Moderna says FDA refuses its application for new mRNA flu vaccine

The FDA has refused to consider Moderna's application for its new mRNA flu vaccine. The FDA issued a "refusal-to-file" letter objecting to Moderna's 40,000-person clinical trial, which compared the new vaccine to a standard flu shot and found it more effective in adults 50 and older. FDA vaccine director Dr. Vinay Prasad stated the trial was inadequate because it didn't compare the new shot to the best available standard of care in the US at the time of the study. The FDA pointed to advice given to Moderna in 2024 under the Biden administration, which Moderna didn't follow, regarding the use of a specific flu shot for seniors. Moderna claims the FDA initially agreed to the study's design.

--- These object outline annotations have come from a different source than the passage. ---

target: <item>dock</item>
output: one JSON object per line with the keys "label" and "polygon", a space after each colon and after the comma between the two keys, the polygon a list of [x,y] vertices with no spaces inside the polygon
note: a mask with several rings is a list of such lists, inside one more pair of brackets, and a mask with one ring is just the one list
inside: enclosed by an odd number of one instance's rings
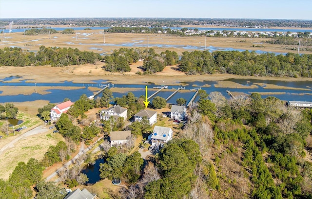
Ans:
{"label": "dock", "polygon": [[178,88],[173,93],[171,94],[170,96],[168,97],[167,99],[166,99],[166,101],[167,102],[169,99],[170,99],[173,96],[175,95],[175,94],[179,90],[181,89],[181,88]]}
{"label": "dock", "polygon": [[[99,93],[100,93],[101,92],[103,92],[103,90],[104,90],[104,89],[105,89],[107,88],[109,88],[110,86],[110,84],[108,84],[108,85],[107,85],[106,86],[104,86],[104,88],[103,88],[102,89],[101,89],[100,90],[99,90],[99,91],[98,91],[98,92],[96,92],[95,94],[94,94],[93,95],[91,95],[90,96],[89,96],[89,97],[88,97],[88,99],[90,99],[90,100],[92,100],[92,99],[94,99],[95,97],[98,95]],[[100,87],[102,87],[102,85],[100,86]]]}
{"label": "dock", "polygon": [[232,97],[234,99],[236,99],[236,98],[235,98],[235,97],[234,97],[234,96],[233,96],[233,95],[232,94],[232,93],[231,93],[231,92],[230,92],[230,90],[226,90],[226,92],[227,92],[228,93],[229,93],[229,94],[231,97]]}
{"label": "dock", "polygon": [[153,96],[154,96],[154,95],[155,95],[156,94],[158,93],[158,92],[159,92],[159,91],[160,90],[161,90],[162,89],[164,89],[165,87],[161,87],[160,89],[157,90],[156,92],[154,92],[154,93],[153,93],[151,96],[150,96],[149,97],[148,97],[147,98],[147,100],[149,100],[150,99],[151,99],[151,98],[152,98]]}
{"label": "dock", "polygon": [[197,96],[197,94],[198,94],[198,90],[199,90],[200,89],[198,89],[196,91],[196,92],[195,92],[195,93],[194,93],[193,97],[192,97],[192,98],[191,98],[191,100],[190,100],[189,102],[188,102],[188,103],[186,104],[186,107],[189,107],[189,106],[190,106],[190,105],[193,102],[193,101],[194,101],[194,100],[195,99],[195,98]]}

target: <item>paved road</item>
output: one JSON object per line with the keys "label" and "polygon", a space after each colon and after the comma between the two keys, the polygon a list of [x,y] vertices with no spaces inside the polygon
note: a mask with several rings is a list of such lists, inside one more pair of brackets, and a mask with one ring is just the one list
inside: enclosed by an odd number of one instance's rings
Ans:
{"label": "paved road", "polygon": [[19,141],[20,140],[25,138],[28,136],[30,136],[32,135],[44,133],[48,130],[49,129],[47,128],[45,125],[42,125],[39,127],[37,127],[31,130],[30,130],[25,133],[18,135],[18,137],[17,137],[14,140],[11,141],[9,143],[7,144],[4,146],[2,147],[1,149],[0,149],[0,155],[8,148],[14,147],[14,144]]}

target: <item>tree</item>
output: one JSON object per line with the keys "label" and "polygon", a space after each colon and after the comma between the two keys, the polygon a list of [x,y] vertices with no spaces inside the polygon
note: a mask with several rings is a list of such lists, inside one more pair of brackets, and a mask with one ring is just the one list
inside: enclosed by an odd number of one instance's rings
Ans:
{"label": "tree", "polygon": [[103,90],[102,95],[101,97],[101,106],[102,107],[108,107],[109,103],[113,99],[113,92],[109,89],[106,88]]}
{"label": "tree", "polygon": [[152,103],[153,106],[155,109],[162,109],[166,107],[167,103],[166,100],[159,96],[156,96],[154,97],[152,100]]}
{"label": "tree", "polygon": [[179,106],[185,105],[186,104],[186,100],[183,98],[177,98],[176,101],[176,104]]}
{"label": "tree", "polygon": [[62,199],[67,192],[54,182],[40,181],[36,185],[37,199]]}

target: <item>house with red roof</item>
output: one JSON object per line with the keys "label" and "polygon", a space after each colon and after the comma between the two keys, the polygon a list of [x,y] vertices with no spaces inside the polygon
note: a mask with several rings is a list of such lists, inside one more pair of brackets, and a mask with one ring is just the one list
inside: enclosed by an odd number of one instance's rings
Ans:
{"label": "house with red roof", "polygon": [[70,108],[70,107],[74,105],[74,103],[69,101],[67,101],[62,103],[58,104],[51,109],[50,116],[52,120],[57,120],[59,118],[60,115],[63,113],[66,113]]}

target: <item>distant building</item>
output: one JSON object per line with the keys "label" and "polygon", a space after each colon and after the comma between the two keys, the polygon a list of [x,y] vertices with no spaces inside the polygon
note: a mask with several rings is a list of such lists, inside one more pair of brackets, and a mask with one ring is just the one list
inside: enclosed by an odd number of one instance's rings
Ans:
{"label": "distant building", "polygon": [[111,146],[126,144],[131,137],[131,131],[130,130],[112,131],[111,132]]}
{"label": "distant building", "polygon": [[97,199],[96,194],[91,194],[86,188],[80,190],[80,189],[70,192],[63,199]]}
{"label": "distant building", "polygon": [[152,141],[152,144],[167,143],[168,141],[172,139],[173,132],[172,129],[170,128],[156,126],[153,130],[153,133],[148,136],[148,139]]}
{"label": "distant building", "polygon": [[69,101],[59,104],[51,109],[50,113],[51,119],[52,120],[57,120],[60,117],[62,113],[65,113],[70,107],[74,105],[74,103]]}
{"label": "distant building", "polygon": [[101,111],[101,120],[108,120],[111,117],[117,119],[119,117],[123,117],[125,120],[127,119],[127,109],[123,108],[119,105],[114,105],[107,109],[103,109]]}
{"label": "distant building", "polygon": [[170,118],[179,121],[183,120],[186,116],[186,108],[185,106],[172,105],[170,110]]}
{"label": "distant building", "polygon": [[312,108],[312,102],[289,101],[286,104],[291,107]]}
{"label": "distant building", "polygon": [[146,116],[151,126],[157,122],[157,112],[145,109],[140,110],[135,115],[135,122],[141,122],[144,116]]}

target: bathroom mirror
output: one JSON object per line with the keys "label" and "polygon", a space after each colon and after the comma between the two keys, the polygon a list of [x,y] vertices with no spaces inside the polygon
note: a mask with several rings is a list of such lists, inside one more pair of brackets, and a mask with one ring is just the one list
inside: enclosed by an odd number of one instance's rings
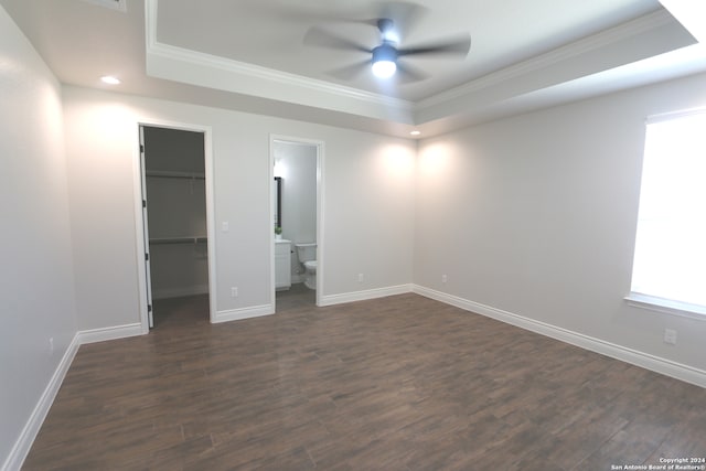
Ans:
{"label": "bathroom mirror", "polygon": [[282,226],[282,178],[275,176],[275,227]]}

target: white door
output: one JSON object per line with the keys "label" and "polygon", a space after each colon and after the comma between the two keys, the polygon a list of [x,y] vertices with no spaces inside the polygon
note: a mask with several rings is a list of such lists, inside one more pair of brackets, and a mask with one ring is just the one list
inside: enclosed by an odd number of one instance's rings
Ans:
{"label": "white door", "polygon": [[142,175],[142,227],[145,227],[145,280],[147,282],[147,317],[150,329],[154,327],[152,312],[152,278],[150,274],[150,231],[147,217],[147,173],[145,172],[145,128],[140,126],[140,169]]}

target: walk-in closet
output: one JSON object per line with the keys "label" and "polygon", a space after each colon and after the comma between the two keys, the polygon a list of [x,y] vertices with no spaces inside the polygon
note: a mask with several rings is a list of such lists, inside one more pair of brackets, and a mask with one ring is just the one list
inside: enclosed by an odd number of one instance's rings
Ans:
{"label": "walk-in closet", "polygon": [[204,135],[142,126],[153,325],[208,321]]}

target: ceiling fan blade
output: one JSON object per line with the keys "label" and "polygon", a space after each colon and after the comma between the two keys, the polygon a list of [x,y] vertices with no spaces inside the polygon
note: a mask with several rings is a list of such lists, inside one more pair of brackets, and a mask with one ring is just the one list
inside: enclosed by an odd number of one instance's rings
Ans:
{"label": "ceiling fan blade", "polygon": [[397,61],[397,81],[404,84],[421,82],[430,77],[426,72]]}
{"label": "ceiling fan blade", "polygon": [[418,54],[452,54],[466,56],[470,50],[471,35],[466,33],[419,46],[402,47],[397,51],[397,54],[399,56]]}
{"label": "ceiling fan blade", "polygon": [[359,61],[354,64],[346,65],[340,68],[334,68],[333,71],[329,71],[327,72],[327,74],[336,78],[350,81],[361,75],[363,72],[365,72],[365,69],[370,68],[370,65],[371,65],[370,60]]}
{"label": "ceiling fan blade", "polygon": [[[376,13],[378,18],[393,20],[394,30],[399,40],[403,40],[414,30],[419,20],[429,13],[429,9],[406,1],[387,1],[377,4]],[[377,20],[371,21],[373,21],[373,25],[377,26]]]}
{"label": "ceiling fan blade", "polygon": [[312,26],[307,31],[307,34],[304,35],[304,44],[346,51],[373,52],[370,47],[365,47],[355,41],[334,34],[321,26]]}

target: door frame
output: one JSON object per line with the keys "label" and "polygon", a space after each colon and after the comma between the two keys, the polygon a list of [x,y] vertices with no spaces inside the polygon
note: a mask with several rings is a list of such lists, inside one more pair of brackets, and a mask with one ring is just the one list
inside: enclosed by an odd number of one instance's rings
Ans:
{"label": "door frame", "polygon": [[323,299],[323,288],[324,288],[324,231],[323,231],[323,220],[324,220],[324,154],[325,154],[325,142],[318,139],[307,139],[293,136],[284,136],[284,135],[269,135],[269,236],[270,236],[270,297],[274,311],[277,311],[277,299],[276,299],[276,290],[275,290],[275,232],[272,231],[272,221],[275,221],[275,202],[272,201],[272,194],[275,193],[275,142],[291,142],[295,144],[309,144],[317,149],[317,292],[315,292],[315,302],[317,306],[321,306]]}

The FDA has declined to review Moderna's application for a new mRNA flu vaccine, despite previously signaling approval for the project. The FDA's decision stems from concerns that Moderna's clinical trials compared the new shot to standard flu shots instead of high-dose vaccines for high-risk individuals, deeming the trials inadequate. Moderna did compare their vaccine against an existing high-dose flu shot in adults ages 65 and older. Experts worry this decision could discourage future investment in innovative influenza vaccines and create uncertainty for vaccine development. While Moderna's trials showed the new vaccine elicited better antibody responses than existing vaccines, the FDA issued a refusal-to-file letter, requiring more information before considering the application.